1.3.4 Failure Fencing (Sun Cluster 2.2 Software Installation Guide)

Sun Cluster 2.2 Software Installation Guide

1.3.4 Failure Fencing

In any clustering system, once a node is no longer in the cluster, it must be prevented from continuing to write to the multihost disks. Otherwise, data corruption could ensue. The surviving nodes of the cluster need to be able to start reading from and writing to the multihost disk. If the node that is no longer in the cluster is continuing to write to the multihost disk, its writes would confuse and ultimately corrupt the updates that the surviving nodes are performing.

Preventing a node that is no longer in the cluster from writing to the disk is called failure fencing. Failure fencing is very important for ensuring data integrity by preventing an isolated node from coming up in its own partition as a separate cluster when the actual cluster exists in a different partition.

Caution -

It is very important to prevent the faulty node from performing I/O as the two cluster nodes now have very different views. The faulty node's cluster view includes both cluster members (because it has not been reconfigured), while the surviving node's cluster view consists of a one-node cluster (itself).
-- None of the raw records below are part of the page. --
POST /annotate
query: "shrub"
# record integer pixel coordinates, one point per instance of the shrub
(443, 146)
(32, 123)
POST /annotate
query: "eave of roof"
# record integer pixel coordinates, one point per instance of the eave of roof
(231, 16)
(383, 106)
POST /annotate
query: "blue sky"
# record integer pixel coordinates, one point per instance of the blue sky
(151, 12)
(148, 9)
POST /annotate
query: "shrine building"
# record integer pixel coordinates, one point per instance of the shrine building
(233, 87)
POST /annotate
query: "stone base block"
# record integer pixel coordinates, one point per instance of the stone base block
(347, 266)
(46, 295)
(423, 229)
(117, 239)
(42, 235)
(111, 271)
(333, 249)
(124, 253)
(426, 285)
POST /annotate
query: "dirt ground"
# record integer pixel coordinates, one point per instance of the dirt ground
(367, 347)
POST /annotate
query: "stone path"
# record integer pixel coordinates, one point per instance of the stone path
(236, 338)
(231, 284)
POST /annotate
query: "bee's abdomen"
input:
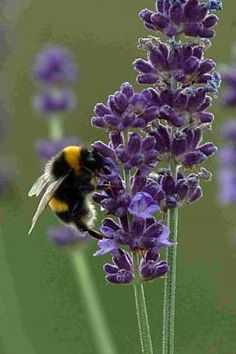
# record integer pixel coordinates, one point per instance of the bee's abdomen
(58, 206)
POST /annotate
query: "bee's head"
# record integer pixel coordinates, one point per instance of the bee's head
(93, 161)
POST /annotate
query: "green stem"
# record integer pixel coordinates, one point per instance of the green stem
(55, 130)
(144, 330)
(170, 282)
(95, 314)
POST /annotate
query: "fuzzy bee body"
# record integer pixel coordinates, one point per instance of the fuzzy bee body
(69, 179)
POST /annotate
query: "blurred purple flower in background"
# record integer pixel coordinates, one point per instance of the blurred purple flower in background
(55, 70)
(55, 65)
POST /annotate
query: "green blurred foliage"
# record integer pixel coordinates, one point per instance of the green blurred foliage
(41, 308)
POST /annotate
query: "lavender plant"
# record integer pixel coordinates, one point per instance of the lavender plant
(155, 150)
(54, 69)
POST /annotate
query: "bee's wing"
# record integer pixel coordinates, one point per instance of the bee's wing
(45, 199)
(44, 180)
(39, 185)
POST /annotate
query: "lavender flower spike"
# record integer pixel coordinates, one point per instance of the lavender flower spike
(163, 123)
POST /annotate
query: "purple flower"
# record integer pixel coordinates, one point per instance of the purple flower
(143, 206)
(48, 148)
(55, 65)
(186, 64)
(54, 101)
(125, 109)
(163, 124)
(65, 236)
(190, 17)
(184, 146)
(121, 271)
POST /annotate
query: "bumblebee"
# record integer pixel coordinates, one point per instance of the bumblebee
(68, 181)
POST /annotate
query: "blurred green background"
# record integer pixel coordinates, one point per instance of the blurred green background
(41, 306)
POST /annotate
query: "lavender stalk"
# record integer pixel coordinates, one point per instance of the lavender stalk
(182, 81)
(144, 330)
(163, 123)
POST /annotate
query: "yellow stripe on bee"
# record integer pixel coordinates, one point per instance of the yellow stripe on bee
(58, 206)
(72, 156)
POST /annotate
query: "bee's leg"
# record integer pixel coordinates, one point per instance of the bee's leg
(79, 215)
(101, 187)
(93, 233)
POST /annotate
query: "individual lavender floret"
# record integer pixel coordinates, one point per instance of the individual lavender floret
(183, 107)
(143, 234)
(184, 63)
(49, 148)
(125, 109)
(64, 236)
(184, 146)
(54, 101)
(55, 65)
(189, 17)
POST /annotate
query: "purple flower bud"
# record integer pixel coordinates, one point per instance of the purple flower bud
(179, 144)
(193, 158)
(168, 184)
(143, 206)
(121, 277)
(196, 195)
(177, 14)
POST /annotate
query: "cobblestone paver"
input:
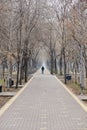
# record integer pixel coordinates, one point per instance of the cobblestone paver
(44, 105)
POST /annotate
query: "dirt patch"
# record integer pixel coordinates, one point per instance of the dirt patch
(74, 88)
(3, 100)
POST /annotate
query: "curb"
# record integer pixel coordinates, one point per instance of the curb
(73, 95)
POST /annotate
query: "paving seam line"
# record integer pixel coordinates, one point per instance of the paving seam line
(8, 104)
(73, 95)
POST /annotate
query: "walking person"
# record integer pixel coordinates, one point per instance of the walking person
(42, 68)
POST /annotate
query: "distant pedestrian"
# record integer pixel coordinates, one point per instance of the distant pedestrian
(42, 68)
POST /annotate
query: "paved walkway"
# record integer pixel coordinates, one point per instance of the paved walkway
(44, 105)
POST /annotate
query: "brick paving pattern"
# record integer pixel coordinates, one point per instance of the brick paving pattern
(44, 105)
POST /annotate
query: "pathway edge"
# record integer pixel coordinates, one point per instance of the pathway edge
(8, 104)
(73, 95)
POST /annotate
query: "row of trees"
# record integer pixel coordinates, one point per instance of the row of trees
(64, 34)
(18, 39)
(59, 26)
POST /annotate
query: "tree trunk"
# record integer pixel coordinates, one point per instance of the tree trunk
(60, 65)
(55, 66)
(26, 70)
(52, 64)
(17, 80)
(64, 65)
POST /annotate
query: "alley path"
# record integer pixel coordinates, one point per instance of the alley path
(44, 105)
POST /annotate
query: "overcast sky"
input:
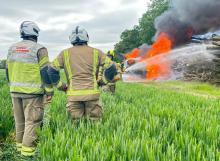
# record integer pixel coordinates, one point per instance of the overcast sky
(104, 21)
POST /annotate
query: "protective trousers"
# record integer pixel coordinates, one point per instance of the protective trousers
(89, 109)
(110, 87)
(28, 114)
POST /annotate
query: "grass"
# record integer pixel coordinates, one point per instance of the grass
(140, 122)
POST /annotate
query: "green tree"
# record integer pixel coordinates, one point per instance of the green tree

In a two-node cluster, if one node hangs or fails, the other node detects the missing heartbeats from the faulty node and reconfigures itself to become the sole cluster member. Part of this reconfiguration involves fencing the shared devices to prevent it from performing I/O on the multihost disks. In all Sun Cluster configurations with only two-nodes, this is accomplished through the use of SCSI-2 reservations on the multihost disks. The surviving node reserves the disks and prevents the failed node from performing I/O on the reserved disks. The semantics of the SCSI-2 reservation is that it is atomic in nature and if two nodes simultaneously attempt to reserve the device, one is guaranteed to succeed and the other guaranteed to fail.

1.3.4.1 Failure Fencing (SSVM and CVM)

Failure fencing is done differently depending on the cluster topology. The simplest case is a two-node cluster.

Failure Fencing Two-Node Clusters

In a two-node cluster, the quorum device determines which node remains in the cluster and the failed node is prevented from starting its own cluster because it cannot reserve the quorum device. SCSI-2 reservation is used to fence a failed node and prevent it from updating the multihost disks.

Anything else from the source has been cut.